Im Schleifenpunktermittlungsblock 16 gemäß 1 werden also der Schleifenstartpunkt LPS und der Schleifenendpunkt LPE auf Grundlage des Intervalls ermittelt. Aus dem Abstand der Punkte, der mehrere Intervalle des Grundtons umfassen kann, folgt ein Intervall-Wandelverhältnis, das in einem Zeitbasis-Korrekturblock 17 verwendet wird.

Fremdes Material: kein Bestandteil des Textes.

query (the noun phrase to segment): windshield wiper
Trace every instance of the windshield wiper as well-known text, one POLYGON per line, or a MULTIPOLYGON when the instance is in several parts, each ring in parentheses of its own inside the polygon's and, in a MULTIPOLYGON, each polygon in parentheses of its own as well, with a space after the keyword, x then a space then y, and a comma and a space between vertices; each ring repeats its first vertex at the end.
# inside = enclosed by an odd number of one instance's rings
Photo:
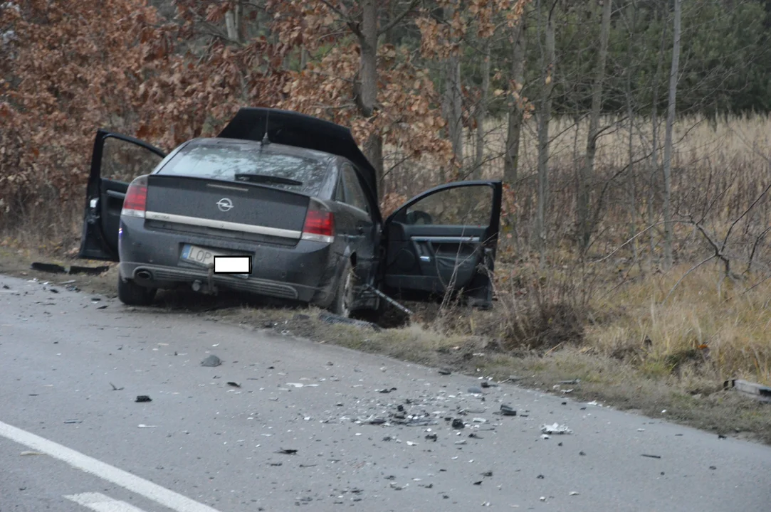
POLYGON ((271 176, 269 174, 252 174, 250 172, 241 172, 235 175, 236 181, 252 182, 254 183, 280 183, 281 185, 302 185, 302 182, 298 182, 291 178, 284 178, 283 176, 271 176))

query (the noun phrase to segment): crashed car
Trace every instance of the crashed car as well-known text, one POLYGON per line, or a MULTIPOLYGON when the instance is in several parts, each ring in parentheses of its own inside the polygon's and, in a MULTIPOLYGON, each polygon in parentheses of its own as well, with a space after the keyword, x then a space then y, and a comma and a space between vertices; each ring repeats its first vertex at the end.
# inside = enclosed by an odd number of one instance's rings
POLYGON ((377 188, 348 129, 297 112, 244 108, 217 137, 168 154, 99 130, 79 256, 120 262, 130 305, 183 286, 345 316, 392 296, 489 306, 501 182, 442 185, 385 219, 377 188), (227 256, 248 268, 219 272, 227 256))

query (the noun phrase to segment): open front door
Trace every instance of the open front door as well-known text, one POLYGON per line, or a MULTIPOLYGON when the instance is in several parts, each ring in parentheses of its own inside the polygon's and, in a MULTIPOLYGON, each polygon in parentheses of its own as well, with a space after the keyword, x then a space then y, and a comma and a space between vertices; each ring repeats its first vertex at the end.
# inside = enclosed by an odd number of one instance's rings
POLYGON ((394 212, 384 224, 386 288, 434 297, 462 291, 490 306, 502 190, 500 181, 448 183, 394 212))
POLYGON ((129 183, 149 174, 166 153, 133 137, 96 132, 86 192, 79 257, 118 261, 120 210, 129 183))

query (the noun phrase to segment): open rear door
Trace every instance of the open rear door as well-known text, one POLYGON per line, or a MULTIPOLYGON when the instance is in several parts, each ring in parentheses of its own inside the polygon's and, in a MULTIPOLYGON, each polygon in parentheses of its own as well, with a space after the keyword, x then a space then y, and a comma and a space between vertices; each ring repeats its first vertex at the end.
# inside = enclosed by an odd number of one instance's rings
POLYGON ((462 291, 491 305, 502 190, 500 181, 448 183, 394 212, 384 224, 386 288, 419 297, 462 291))
POLYGON ((166 153, 150 144, 98 130, 86 192, 81 258, 118 261, 120 210, 129 183, 149 174, 166 153))

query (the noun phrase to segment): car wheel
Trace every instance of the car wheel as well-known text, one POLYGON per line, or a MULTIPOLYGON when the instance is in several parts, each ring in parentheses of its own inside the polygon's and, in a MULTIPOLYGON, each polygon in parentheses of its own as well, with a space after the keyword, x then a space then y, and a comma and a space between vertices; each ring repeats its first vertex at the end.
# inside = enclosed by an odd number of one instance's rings
POLYGON ((338 282, 337 292, 332 303, 329 305, 329 311, 348 318, 351 316, 352 306, 355 299, 355 289, 357 284, 356 273, 354 267, 348 261, 345 263, 345 268, 340 275, 340 280, 338 282))
POLYGON ((155 297, 154 288, 145 288, 118 276, 118 299, 126 306, 147 306, 155 297))

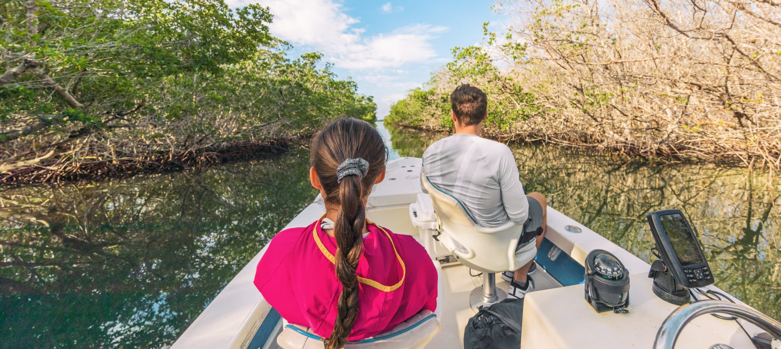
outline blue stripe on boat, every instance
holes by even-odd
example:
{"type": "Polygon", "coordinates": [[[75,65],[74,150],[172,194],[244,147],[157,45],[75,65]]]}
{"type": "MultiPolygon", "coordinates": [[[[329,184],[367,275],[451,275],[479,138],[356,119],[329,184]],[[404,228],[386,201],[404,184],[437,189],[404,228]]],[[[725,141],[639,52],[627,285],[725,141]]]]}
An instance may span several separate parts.
{"type": "Polygon", "coordinates": [[[547,273],[564,286],[583,284],[584,281],[583,273],[586,273],[583,266],[572,259],[564,251],[562,251],[556,260],[551,260],[547,258],[547,252],[551,251],[551,249],[553,249],[553,242],[551,242],[547,238],[543,241],[537,251],[537,258],[534,259],[537,264],[545,268],[547,273]]]}
{"type": "Polygon", "coordinates": [[[269,314],[266,316],[266,319],[263,319],[260,327],[258,327],[258,332],[255,333],[255,336],[252,337],[252,340],[249,342],[247,349],[263,347],[266,345],[266,342],[269,340],[269,337],[271,337],[271,333],[274,331],[274,327],[276,327],[276,323],[280,322],[280,319],[281,319],[281,316],[280,316],[279,312],[272,308],[269,311],[269,314]]]}
{"type": "MultiPolygon", "coordinates": [[[[393,338],[393,337],[394,337],[396,336],[398,336],[398,335],[400,335],[401,333],[405,333],[407,331],[409,331],[410,330],[412,330],[412,329],[414,329],[414,328],[420,326],[421,323],[425,323],[429,319],[435,318],[435,317],[437,317],[437,316],[435,314],[430,314],[428,316],[426,316],[426,317],[423,318],[423,319],[421,319],[420,321],[419,321],[417,323],[415,323],[414,325],[412,325],[412,326],[411,326],[409,327],[407,327],[407,328],[405,328],[404,330],[401,330],[401,331],[398,331],[397,333],[390,333],[390,334],[389,334],[387,336],[382,336],[382,337],[372,337],[372,338],[366,338],[365,340],[358,340],[357,342],[351,342],[351,343],[371,343],[371,342],[376,342],[378,340],[387,340],[388,338],[393,338]]],[[[303,330],[301,329],[299,329],[298,327],[296,327],[296,326],[294,326],[293,325],[287,325],[285,327],[287,327],[287,328],[289,328],[291,330],[293,330],[294,331],[296,331],[298,333],[301,333],[301,334],[302,334],[304,336],[306,336],[306,337],[308,337],[309,338],[312,338],[312,339],[314,339],[314,340],[323,340],[323,338],[320,338],[319,336],[317,336],[316,334],[310,333],[308,332],[306,332],[306,331],[305,331],[305,330],[303,330]]]]}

Die Zeitbasiskorrektur erfolgt, um die Intervalle verschiedener Quelltondaten aneinander anzupassen, wenn diese Daten in einem Speicher abgelegt werden. Statt dem Intervall-Wandelverhältnis können für diesen Zweck die Intervalldaten genutzt werden, wie sie der Intervalldetektor 12 liefert.

Das im Zeitbasis-Korrekturblock ausgeführte Intervallnormalisierungsverfahren wird nun anhand von 14 erläutert.

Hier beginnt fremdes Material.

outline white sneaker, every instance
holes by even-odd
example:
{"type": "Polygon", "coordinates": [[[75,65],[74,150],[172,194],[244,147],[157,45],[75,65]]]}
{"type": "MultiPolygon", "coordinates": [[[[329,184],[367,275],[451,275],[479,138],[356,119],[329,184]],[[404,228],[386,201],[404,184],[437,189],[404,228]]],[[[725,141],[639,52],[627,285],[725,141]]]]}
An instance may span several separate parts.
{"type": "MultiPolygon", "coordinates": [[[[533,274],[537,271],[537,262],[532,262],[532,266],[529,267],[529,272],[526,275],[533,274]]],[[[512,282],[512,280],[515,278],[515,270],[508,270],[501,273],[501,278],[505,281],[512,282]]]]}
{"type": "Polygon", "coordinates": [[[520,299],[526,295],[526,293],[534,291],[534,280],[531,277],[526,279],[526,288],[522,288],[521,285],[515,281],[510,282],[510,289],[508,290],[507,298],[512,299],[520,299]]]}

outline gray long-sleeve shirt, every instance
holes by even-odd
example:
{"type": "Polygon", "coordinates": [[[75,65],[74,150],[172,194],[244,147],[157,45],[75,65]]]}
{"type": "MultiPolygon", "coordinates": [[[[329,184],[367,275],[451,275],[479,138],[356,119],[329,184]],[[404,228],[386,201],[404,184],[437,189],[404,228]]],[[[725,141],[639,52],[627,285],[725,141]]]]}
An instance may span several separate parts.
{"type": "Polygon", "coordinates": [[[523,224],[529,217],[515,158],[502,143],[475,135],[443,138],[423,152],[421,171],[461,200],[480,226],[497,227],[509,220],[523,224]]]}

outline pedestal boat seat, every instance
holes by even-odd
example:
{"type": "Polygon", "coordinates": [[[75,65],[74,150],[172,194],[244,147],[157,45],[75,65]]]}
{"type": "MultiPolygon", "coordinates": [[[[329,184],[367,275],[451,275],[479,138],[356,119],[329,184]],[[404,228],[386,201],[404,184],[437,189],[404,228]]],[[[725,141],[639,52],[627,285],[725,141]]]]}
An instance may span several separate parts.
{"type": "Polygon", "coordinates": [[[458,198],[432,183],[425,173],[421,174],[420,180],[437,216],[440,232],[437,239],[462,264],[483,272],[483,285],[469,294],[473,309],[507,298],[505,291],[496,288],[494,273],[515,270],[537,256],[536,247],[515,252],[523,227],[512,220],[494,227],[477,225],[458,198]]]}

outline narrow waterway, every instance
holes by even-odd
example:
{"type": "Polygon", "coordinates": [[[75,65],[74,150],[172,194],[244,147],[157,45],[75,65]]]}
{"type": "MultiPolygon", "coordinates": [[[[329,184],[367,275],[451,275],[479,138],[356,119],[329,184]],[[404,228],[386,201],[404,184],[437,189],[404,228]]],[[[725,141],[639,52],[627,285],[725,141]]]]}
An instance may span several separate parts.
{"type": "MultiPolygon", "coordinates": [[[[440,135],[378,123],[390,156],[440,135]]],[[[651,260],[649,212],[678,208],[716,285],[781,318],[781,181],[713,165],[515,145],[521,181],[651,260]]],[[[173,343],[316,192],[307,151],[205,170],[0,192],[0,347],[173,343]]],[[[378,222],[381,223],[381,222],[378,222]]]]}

14A stellt das Musiktonsignal vor dem Kompandieren der Zeitbasis dar, während 14B das entsprechende Signal danach zeigt. Die Zeitachsen sind in Blöcke für Quasidirekte-Bitkompression und Kodierung unterteilt, wie weiter unten erläutert.

Beim Signal A vor der Zeitbasiskorrektur steht die Schleifendomäne LP in der Regel nicht in direkter Relation mit einem Block. Beim Signal gemäß 14B ist die Schleifendomäne LP in der Zeitbasis kompandiert, so daß sie ein ganzzahliges Vielfaches (m-faches) einer Blocklänge oder Blockperiode ist. Die Schleifendomäne ist auch entlang der Zeitachse verschoben, so daß der Schleifenstartpunkt LPS und der Schleifenendpunkt LPE mit den Grenzen von Blöcken übereinstimmen. Die Zeitbasiskorrektur, d. h. das Kompandieren der Zeitbasis und das Verschieben in der genannten Weise, sorgt dafür, daß Schleifenbildung für eine ganzzahlige Anzahl (m) von Blöcken erfolgen kann, wodurch das Normalisieren des Intervalls der Quelltondaten beim Aufzeichnen erfolgt.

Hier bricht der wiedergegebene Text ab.